Butter production continued until 1938, when the Bongards’ board was faced with tough decisions. Equipment was wearing out and in need of repair, and manager Fred Hedtke resigned because of health problems.
The board had to decide if more money should be invested into the company.
They decided to take a chance, and hired Jack Budahn from Arlington as general manager. Budahn served in this position for more than 50 years, helping Bongards’ Creamery to remain strong.
Four years after Budahn was hired, Bongards’ began producing cheese.
Arle Jones, from West Concord, was hired as Bongards’ first cheese maker. During World War II, demand for cheese was high, and four extra employees were hired. In 1942, Bongards’ also completed an addition to the plant building.
“They first started with natural cheeses like Colby, cheddar and Monterey Jack,” Nagel said. Later, more varieties were added.
Currently, Bongards’ produces about 60 million pounds of natural cheese every year, Bongards’ General Manager Keith Grove said.

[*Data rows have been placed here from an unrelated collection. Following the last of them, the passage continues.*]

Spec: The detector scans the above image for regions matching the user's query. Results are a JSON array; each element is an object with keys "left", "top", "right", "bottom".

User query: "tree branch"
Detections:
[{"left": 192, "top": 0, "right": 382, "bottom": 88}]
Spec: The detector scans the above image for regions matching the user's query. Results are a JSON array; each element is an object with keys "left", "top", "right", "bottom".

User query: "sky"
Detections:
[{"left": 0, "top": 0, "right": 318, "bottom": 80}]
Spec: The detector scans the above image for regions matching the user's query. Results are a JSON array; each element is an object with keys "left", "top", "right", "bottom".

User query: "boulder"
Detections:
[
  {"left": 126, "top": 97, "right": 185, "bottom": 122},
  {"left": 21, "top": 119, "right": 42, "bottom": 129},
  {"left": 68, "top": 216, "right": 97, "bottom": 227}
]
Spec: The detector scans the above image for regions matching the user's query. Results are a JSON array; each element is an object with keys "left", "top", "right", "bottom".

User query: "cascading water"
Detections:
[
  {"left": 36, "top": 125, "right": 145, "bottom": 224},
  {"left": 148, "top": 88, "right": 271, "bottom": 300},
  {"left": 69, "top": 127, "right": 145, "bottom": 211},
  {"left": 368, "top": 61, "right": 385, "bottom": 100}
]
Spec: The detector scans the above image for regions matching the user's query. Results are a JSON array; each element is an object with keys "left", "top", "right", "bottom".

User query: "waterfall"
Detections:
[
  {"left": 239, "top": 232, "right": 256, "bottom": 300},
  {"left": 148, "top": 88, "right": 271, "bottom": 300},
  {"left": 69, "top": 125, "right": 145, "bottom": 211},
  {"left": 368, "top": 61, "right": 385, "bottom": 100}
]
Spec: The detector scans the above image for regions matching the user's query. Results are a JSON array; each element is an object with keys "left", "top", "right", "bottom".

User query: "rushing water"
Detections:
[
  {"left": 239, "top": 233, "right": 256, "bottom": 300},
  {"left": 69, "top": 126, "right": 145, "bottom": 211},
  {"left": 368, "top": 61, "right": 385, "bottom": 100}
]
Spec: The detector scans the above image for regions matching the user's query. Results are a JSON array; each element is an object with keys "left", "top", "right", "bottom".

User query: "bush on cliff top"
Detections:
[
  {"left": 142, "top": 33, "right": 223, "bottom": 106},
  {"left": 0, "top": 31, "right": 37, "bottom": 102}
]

In 1973, another big change occurred for Bongards’ Creamery processed cheese production. Processed cheese has become Bongards’ primary product, with about 90 million to 100 million pounds of processed American cheese being made every year, Grove said.
Bongards’ also produces whey products such as whey protein isolate, whey protein concentrate 80 percent and deproteinized whey powder. The company uses a special low-temperature processing system to keep the whey proteins in their most natural condition.
In 2003, Bongards’ purchased a plant in Perham with newer whey powder equipment. The Perham plant also produces all of Bongards’ natural cheese. Some of that cheese is then made into processed cheese at the plant in Bongards.
Across the street from the Bongards’ plant is the company store.
“We are expanding our retail store,” Grove said. “By this summer, we’ll have more products to offer.” Cheese and other products can be ordered online, by phone or in person. In addition to the traditional varieties, Bongards’ offers specialty cheeses such as garden vegetable, bacon, pepper jack and horseradish.
Nagel said Bongards’ Creamery is always working to develop new products and to keep customers satisfied.